The lack of a comma between ‘shipment’ and ‘or distribution’ meant the legislation applied only to the single act of ‘packing’, and didn’t see ‘packing’ and ‘distribution’ as two separate activities, said the drivers. And since they didn’t pack the goods but distributed them, they were more than eligible for overtime pay—for the last four years, they argued. Acknowledging the ambiguity in the wording, the judge bought their argument and asked the company to pay up.

Those who haven’t got what the fuss is about may do well to read up on the serial comma, aka the Oxford comma (so called because of its popularity with the Oxford University Press people). Its supporters (who, funnily enough, dot the US more than the land of its birth, the UK) believe the punctuation mark should be used before the final conjunction (‘and’, ‘or’, ‘nor’) in any list of more than two items (think ‘eggs, bread, jam, and bananas’). It is especially helpful (and removes all ambiguity), say the comma-pros, when the items in the list double-barrel items, as in ‘He ate cereal, bacon, eggs, toast and marmalade, and tea for breakfast’ or the now-treacherous ‘Rules do not apply to the storing, marketing, packing for shipment, or distribution of goods’.

To reiterate their point, the yay-sayers delight in quoting from a probably-apocryphal book that is supposedly dedicated to the writer’s ‘parents, Ayn Rand and God’. You don’t need to be told that without a comma after Rand, it’s a fairly dodgy family story.
Most newspapers, which try and use as few characters as possible, stand on the other side of the Oxford comma line. They believe the extra punctuation is pedantic and pompous, and disrupts the flow of a sentence. The New York Times Style Guide, in fact, asks writers to “put economy on the side of the no-comma rule and use only when necessary”.

Well, grammarians can rage till they turn commatose, but the US lawmakers should have paid more attention to Lynne Truss’ book Eats, Shoots & Leaves on the Zero Tolerance Approach to Punctuation.

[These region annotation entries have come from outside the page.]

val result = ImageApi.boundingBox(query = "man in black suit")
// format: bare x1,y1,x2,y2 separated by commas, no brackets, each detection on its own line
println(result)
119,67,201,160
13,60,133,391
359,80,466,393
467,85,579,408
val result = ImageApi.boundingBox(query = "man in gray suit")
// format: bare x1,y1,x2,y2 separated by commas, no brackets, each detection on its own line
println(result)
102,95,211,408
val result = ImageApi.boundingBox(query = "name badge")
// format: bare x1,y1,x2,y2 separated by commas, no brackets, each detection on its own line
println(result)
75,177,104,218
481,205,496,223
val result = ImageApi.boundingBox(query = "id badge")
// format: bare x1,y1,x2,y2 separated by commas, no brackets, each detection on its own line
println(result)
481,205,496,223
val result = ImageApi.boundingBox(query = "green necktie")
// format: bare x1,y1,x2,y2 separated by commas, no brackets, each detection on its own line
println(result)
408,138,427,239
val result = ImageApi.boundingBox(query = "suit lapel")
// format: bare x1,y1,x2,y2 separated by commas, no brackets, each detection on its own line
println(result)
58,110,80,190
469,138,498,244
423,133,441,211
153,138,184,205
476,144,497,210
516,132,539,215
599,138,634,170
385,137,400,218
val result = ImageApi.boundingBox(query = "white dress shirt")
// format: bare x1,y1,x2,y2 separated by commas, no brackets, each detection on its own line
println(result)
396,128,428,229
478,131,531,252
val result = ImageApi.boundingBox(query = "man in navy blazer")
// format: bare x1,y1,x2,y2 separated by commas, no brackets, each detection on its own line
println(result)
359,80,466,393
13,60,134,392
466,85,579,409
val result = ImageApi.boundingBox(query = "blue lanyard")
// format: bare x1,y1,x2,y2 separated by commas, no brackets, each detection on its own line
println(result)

In the book, published in 2003, the former BBC Radio host bemoaned the sorry state of punctuation and used a funny tale to make her point. In the story, a panda walks into a café and orders a sandwich. When it arrives, he eats it, then pulls out a gun and fires two shots in the air. Asked to explain his actions, the animal tosses a wildlife manual at a waiter. “I’m a panda,” he says. “Look it up.” The waiter finds the relevant entry, and reads: ‘Panda. Large black-and-white bear-like mammal, native to China. Eats, shoots and leaves’.
I guess you could call it comma comeuppance.